The average reservation wage in the United States — the lowest salary Americans are willing to accept to switch jobs — has surged to a record $81,822 in March, up from $73,391 just four months earlier.
This significant jump in wage expectations, as reported by the New York Federal Reserve, hints at the growing strain between employee demands and employer capabilities.
The increase in reservation wages is most notable among specific demographic groups. According to a report published by Reuters, men, individuals over the age of 45, and those without college degrees are leading this push for higher pay.
The trends suggest a broader dissatisfaction with the current wage levels amid persistent inflation and a tight labor market that has left many feeling the pinch of higher living costs.

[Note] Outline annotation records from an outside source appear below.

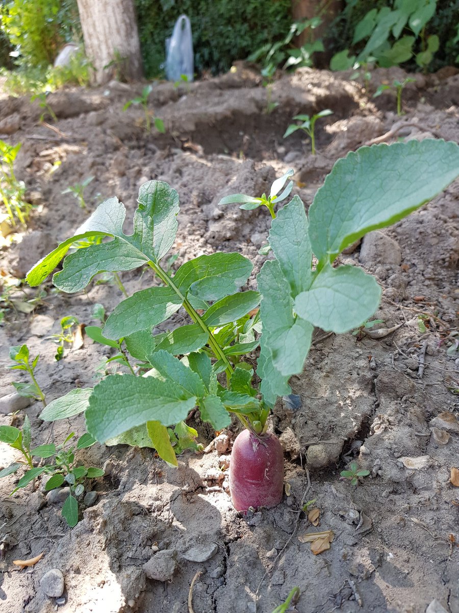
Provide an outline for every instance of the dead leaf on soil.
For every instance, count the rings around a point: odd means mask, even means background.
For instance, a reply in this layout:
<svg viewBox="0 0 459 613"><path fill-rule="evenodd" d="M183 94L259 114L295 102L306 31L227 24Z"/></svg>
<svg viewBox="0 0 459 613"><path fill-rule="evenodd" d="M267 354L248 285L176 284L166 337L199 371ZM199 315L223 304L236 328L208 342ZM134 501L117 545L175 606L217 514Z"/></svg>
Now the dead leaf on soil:
<svg viewBox="0 0 459 613"><path fill-rule="evenodd" d="M319 516L320 516L320 509L318 509L316 507L315 507L315 508L313 509L311 509L311 510L308 513L308 519L311 522L311 524L312 524L313 526L318 526L319 521Z"/></svg>
<svg viewBox="0 0 459 613"><path fill-rule="evenodd" d="M455 487L459 487L459 470L457 468L451 469L451 475L449 478L449 482Z"/></svg>
<svg viewBox="0 0 459 613"><path fill-rule="evenodd" d="M77 326L75 331L73 332L73 346L75 351L84 346L84 341L83 338L83 332L86 327L86 324L80 324Z"/></svg>
<svg viewBox="0 0 459 613"><path fill-rule="evenodd" d="M318 555L330 549L330 544L334 537L332 530L324 530L323 532L307 532L300 535L298 540L300 543L310 543L311 551L315 555Z"/></svg>

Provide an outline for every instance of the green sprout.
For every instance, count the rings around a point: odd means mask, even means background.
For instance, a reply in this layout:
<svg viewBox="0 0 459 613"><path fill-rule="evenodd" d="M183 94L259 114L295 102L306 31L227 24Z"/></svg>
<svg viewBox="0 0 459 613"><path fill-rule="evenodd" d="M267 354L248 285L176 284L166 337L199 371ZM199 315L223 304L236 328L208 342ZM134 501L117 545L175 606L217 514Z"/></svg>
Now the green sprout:
<svg viewBox="0 0 459 613"><path fill-rule="evenodd" d="M314 134L314 126L315 126L316 121L318 119L320 119L321 117L326 117L327 115L333 115L333 111L330 110L329 109L326 109L323 111L321 111L316 115L313 115L312 117L310 117L307 115L295 115L293 119L296 121L301 121L301 123L291 123L290 125L287 128L285 131L285 134L284 134L284 138L286 139L288 136L293 134L294 132L296 132L297 130L302 130L303 132L305 132L308 136L311 139L311 153L313 155L316 154L316 139Z"/></svg>

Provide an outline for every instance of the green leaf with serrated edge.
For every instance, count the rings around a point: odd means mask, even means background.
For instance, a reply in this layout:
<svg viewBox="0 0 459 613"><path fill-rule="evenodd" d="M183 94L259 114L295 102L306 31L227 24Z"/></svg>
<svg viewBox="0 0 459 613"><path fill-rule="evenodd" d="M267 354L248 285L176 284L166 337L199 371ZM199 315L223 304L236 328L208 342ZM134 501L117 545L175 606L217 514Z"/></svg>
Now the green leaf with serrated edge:
<svg viewBox="0 0 459 613"><path fill-rule="evenodd" d="M189 396L201 398L205 395L206 390L201 377L167 351L163 349L155 351L150 356L149 361L154 370L153 372L149 371L146 373L147 376L153 375L163 378L168 384L175 385ZM164 425L170 425L170 423Z"/></svg>
<svg viewBox="0 0 459 613"><path fill-rule="evenodd" d="M206 391L210 392L212 373L212 362L209 356L203 352L190 353L185 357L182 358L181 361L200 376Z"/></svg>
<svg viewBox="0 0 459 613"><path fill-rule="evenodd" d="M40 414L40 419L44 421L55 421L82 413L88 408L92 393L92 387L72 389L65 396L56 398L45 406Z"/></svg>
<svg viewBox="0 0 459 613"><path fill-rule="evenodd" d="M185 419L196 400L175 381L113 375L94 387L85 414L86 429L103 443L147 421L170 425Z"/></svg>
<svg viewBox="0 0 459 613"><path fill-rule="evenodd" d="M236 411L239 413L248 414L260 409L260 402L247 394L239 394L223 390L218 397L225 406L230 411Z"/></svg>
<svg viewBox="0 0 459 613"><path fill-rule="evenodd" d="M355 266L329 265L319 273L307 292L295 299L295 311L326 332L347 332L378 308L381 287L376 279Z"/></svg>
<svg viewBox="0 0 459 613"><path fill-rule="evenodd" d="M86 432L86 434L83 434L82 436L80 436L76 443L77 449L86 449L88 447L92 447L92 445L96 443L96 440L94 436L92 436L90 434Z"/></svg>
<svg viewBox="0 0 459 613"><path fill-rule="evenodd" d="M153 449L154 445L148 435L146 424L131 428L118 436L108 438L105 441L107 447L114 445L129 445L130 447L147 447Z"/></svg>
<svg viewBox="0 0 459 613"><path fill-rule="evenodd" d="M140 330L124 337L126 349L137 360L148 361L148 356L154 351L156 342L149 330Z"/></svg>
<svg viewBox="0 0 459 613"><path fill-rule="evenodd" d="M158 421L147 422L147 432L160 458L172 466L178 466L167 428Z"/></svg>
<svg viewBox="0 0 459 613"><path fill-rule="evenodd" d="M96 343L107 345L108 347L118 348L119 344L111 338L106 338L102 334L102 329L99 326L87 326L84 328L84 333Z"/></svg>
<svg viewBox="0 0 459 613"><path fill-rule="evenodd" d="M313 327L293 315L289 285L278 262L266 262L257 281L263 296L262 346L269 351L274 367L282 375L297 375L303 370Z"/></svg>
<svg viewBox="0 0 459 613"><path fill-rule="evenodd" d="M30 426L30 419L29 416L26 415L24 418L24 425L22 427L23 443L24 449L28 451L30 449L30 444L32 441L32 432Z"/></svg>
<svg viewBox="0 0 459 613"><path fill-rule="evenodd" d="M252 386L253 376L252 370L246 370L245 368L236 367L230 380L230 389L231 392L237 392L239 394L245 394L249 396L256 395L256 390Z"/></svg>
<svg viewBox="0 0 459 613"><path fill-rule="evenodd" d="M39 445L31 451L32 455L39 458L50 458L51 455L55 455L56 453L56 445L54 444Z"/></svg>
<svg viewBox="0 0 459 613"><path fill-rule="evenodd" d="M245 356L246 353L254 351L259 345L259 340L252 343L235 343L233 345L223 348L225 356Z"/></svg>
<svg viewBox="0 0 459 613"><path fill-rule="evenodd" d="M9 474L13 474L15 473L20 466L24 466L23 464L18 464L17 462L13 462L12 464L10 464L9 466L6 468L3 468L0 470L0 479L2 477L7 477Z"/></svg>
<svg viewBox="0 0 459 613"><path fill-rule="evenodd" d="M312 281L312 251L304 205L299 196L294 196L272 220L268 241L291 295L307 289Z"/></svg>
<svg viewBox="0 0 459 613"><path fill-rule="evenodd" d="M12 425L0 425L0 441L10 445L18 440L21 433L18 428Z"/></svg>
<svg viewBox="0 0 459 613"><path fill-rule="evenodd" d="M231 418L218 396L209 395L199 402L201 419L212 424L214 430L222 430L230 425Z"/></svg>
<svg viewBox="0 0 459 613"><path fill-rule="evenodd" d="M69 497L64 503L62 513L70 528L74 528L78 523L78 503L76 498Z"/></svg>
<svg viewBox="0 0 459 613"><path fill-rule="evenodd" d="M73 237L64 241L29 271L28 283L39 285L53 272L72 245L77 240L92 236L117 236L122 234L126 210L118 198L110 198L99 205L92 215L81 226Z"/></svg>
<svg viewBox="0 0 459 613"><path fill-rule="evenodd" d="M48 468L48 466L42 466L37 468L31 468L30 470L28 470L24 476L19 479L16 489L14 492L12 492L12 493L14 493L15 492L17 492L21 487L25 487L31 481L33 481L36 477L38 477L39 474L44 473Z"/></svg>
<svg viewBox="0 0 459 613"><path fill-rule="evenodd" d="M139 190L131 242L149 259L157 262L175 240L179 194L162 181L149 181Z"/></svg>
<svg viewBox="0 0 459 613"><path fill-rule="evenodd" d="M258 306L259 300L258 292L252 290L239 292L214 302L202 316L202 319L206 325L210 327L229 324L241 319Z"/></svg>
<svg viewBox="0 0 459 613"><path fill-rule="evenodd" d="M459 175L459 147L425 139L362 147L339 159L309 209L319 262L431 200Z"/></svg>
<svg viewBox="0 0 459 613"><path fill-rule="evenodd" d="M149 287L120 302L108 318L102 333L113 340L151 330L180 308L182 300L171 287Z"/></svg>
<svg viewBox="0 0 459 613"><path fill-rule="evenodd" d="M204 300L218 300L239 289L253 266L240 253L200 256L182 264L173 281L182 292L188 290Z"/></svg>
<svg viewBox="0 0 459 613"><path fill-rule="evenodd" d="M95 275L132 270L147 261L146 256L136 247L116 238L110 243L92 245L67 256L62 270L53 277L53 283L62 292L79 292Z"/></svg>
<svg viewBox="0 0 459 613"><path fill-rule="evenodd" d="M50 490L54 490L56 487L60 487L64 481L63 474L53 474L47 481L47 484L45 485L45 491L49 492Z"/></svg>
<svg viewBox="0 0 459 613"><path fill-rule="evenodd" d="M98 477L103 477L105 474L105 471L102 468L96 468L94 466L90 466L86 473L88 479L97 479Z"/></svg>
<svg viewBox="0 0 459 613"><path fill-rule="evenodd" d="M204 347L208 340L209 333L199 324L190 324L173 330L157 348L178 356L197 351Z"/></svg>

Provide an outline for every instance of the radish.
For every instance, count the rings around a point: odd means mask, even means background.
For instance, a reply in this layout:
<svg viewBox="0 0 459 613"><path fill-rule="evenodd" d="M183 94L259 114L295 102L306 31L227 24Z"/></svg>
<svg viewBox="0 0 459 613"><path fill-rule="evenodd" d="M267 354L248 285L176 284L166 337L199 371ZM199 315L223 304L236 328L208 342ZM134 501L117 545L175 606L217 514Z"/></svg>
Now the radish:
<svg viewBox="0 0 459 613"><path fill-rule="evenodd" d="M284 484L283 452L275 435L245 430L234 441L230 463L230 490L234 508L278 504Z"/></svg>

Interestingly, while workers are setting their sights on higher wages, employers seem to be pulling in the opposite direction. The same report from the New York Fed also shows a decrease in the average starting wage offered by employers, which fell to $73,668 in March from $79,160 in November 2023, according to Reuters. This disparity also adds to a growing gap between expectations from workers and what employers are prepared to pay, potentially leading to increased friction within the job market.
The data also suggests a decrease in workers expecting to work late into their 60’s and beyond.
According to The New York Fed’s report, “The average expected likelihood of working beyond age 62 declined to a new series low of 45.8 percent in March 2024. The average expected likelihood of working beyond age 67 also declined, to 31.2 percent.”
The data provided by the New York Fed serves as a critical indicator of the economic pressures facing both employees and employers, and it suggests workers are increasingly motivated to negotiate for higher wages. Simultaneously, the strong demand for labor gives employees additional leverage, which they appear to be using to press for better pay.